Stress fracture of the carpal scaphoid is very rare disorder and have been only reported in gymnasts and a shot putter (Hanks et al., 1989; Mazione and Pizzutillo, 1981). The upper extremities are used for weight-bearing in gymnastics unlike in other sports and the wrist, during gymnastic activities, is exposed to many different types of stress, including repetitive motion and high impact loading, and axial compression (Webb and Rettig, 2008). Hanks et al. suggested that stress fracture of the scaphoid in nationally ranked gymnasts is caused by repeated dorsiflexion of the wrist such as the mechanism of the scaphoid impaction syndrome (Hanks et al., 1989).

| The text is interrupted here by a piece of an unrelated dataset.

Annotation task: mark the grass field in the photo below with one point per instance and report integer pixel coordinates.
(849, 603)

A recent biomecahnical study of the wrist demonstrated that loading patterns at the wrist extension position are altered from that at the neutral position and that force transmission in the wrist extension position shifts radially, concentrating at the scaphoid (Majima et al., 2008) . Excessive repetitive compressive loading forces to the scaphoid in the wrist extension position during the gymnastic activities may thus lead to the development of scaphoid stress fracture.

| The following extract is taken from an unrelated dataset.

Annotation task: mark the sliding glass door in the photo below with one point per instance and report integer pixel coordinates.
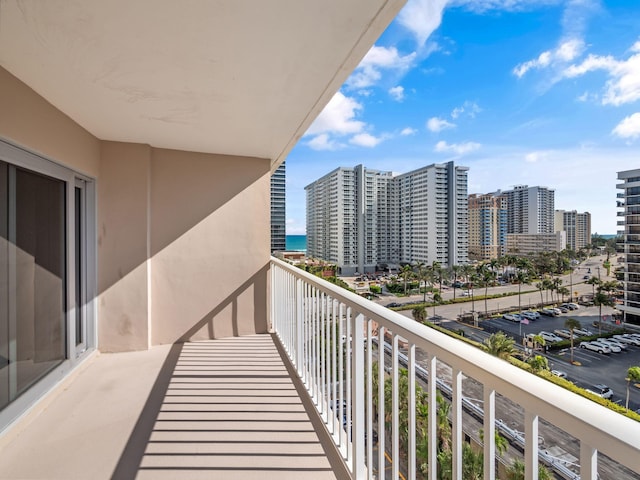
(44, 273)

In the present report, the patient felt wrist pain when he was doing handstands and pushing-up activities on the floor without any specific trauma. When the patient initially visited our institution, a fracture line of the scaphoid was not detected on the radiographs but osetophyte at the radial styloid process was observed suggesting repetitive impaction at the radioscaphoid joint. Moreover, MRI demonstrated changes of the intensity of the scaphoid bone suspecting stress fracture. Therefore, we diagnosed the patient with scaphoid stress fracture caused by excessive repetitive loads to the wrist during gymnastic activities.

Stress fractures of the carpal scaphoid in the previous reports have been successfully treated with immobilization (Hanks et al., 1989; Mazione and Pizzutillo, 1981). In contrast, in the present case, we initially instructed the patient to immobilize the wrist with a wrist brace and to reduce sports activities using the right hand for two months, however, his wrist pain was not relieved and the displacement of the fracture site increased. Therefore, we concluded that conservative treatment in the present case might not be impossible and chose surgical treatment.

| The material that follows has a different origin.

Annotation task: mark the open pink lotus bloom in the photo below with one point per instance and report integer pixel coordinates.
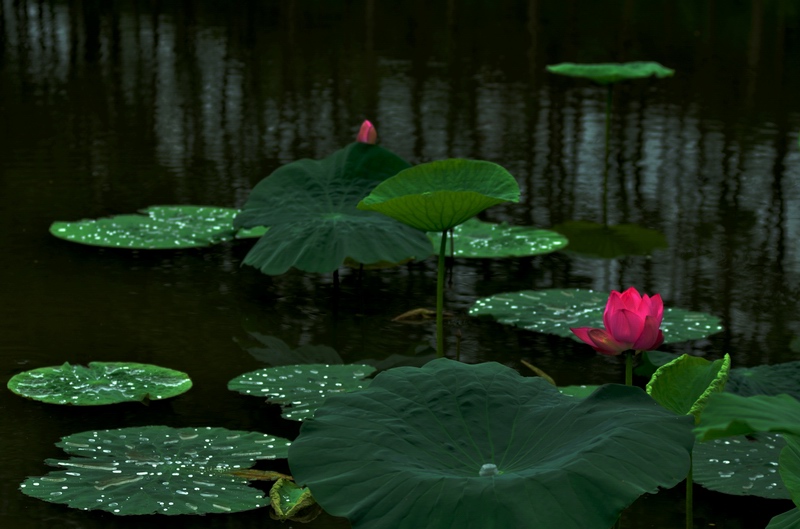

In the present report, the patient was adolescent and the growth plate of the distal radius was observed. To treat established scaphoid nonunion in skeletally immature patients, several reports recommend surgical treatment with internal fixation and bone grafting, because internal fixation with a screw for the scaphoid does not interfere scaphoid maturation (Mintzer et al., 1995; Toh et al., 2003). Therefore, we treated the adolescent patient surgically with internal fixation using a headless screw through the small skin incision.

Internal fixation of scaphoid fracture through a small incision without open reduction of the fracture site of the scaphoid has been reported (Haddad and Goddard, 1998; McQueen et al., 2008). Recently, several cannulated headless screw systems using a guide wire for scaphoid fixation have been developed and available. Percutaneous scaphoid fixation for acute fractures with a headless screw, which has a cannulated system using a guide wire to ensure a better position, obtained satisfactory results and rapid functional recovery (McQueen et al., 2008). In the present report, we used the conventional Herbert screw to fix the fracture site through a small incision, however, we would like to use the headless screw with a cannulated guide wire system when we have a chance to treat the similar case in future.

The physicians should be aware of the risk of stress fracture of the scaphoid in gymnast. We recommend surgical treatment of internal fixation with a screw through a small incision, which is one of the good options for stress fracture of the scaphoid in order to return to the original sports activity quickly.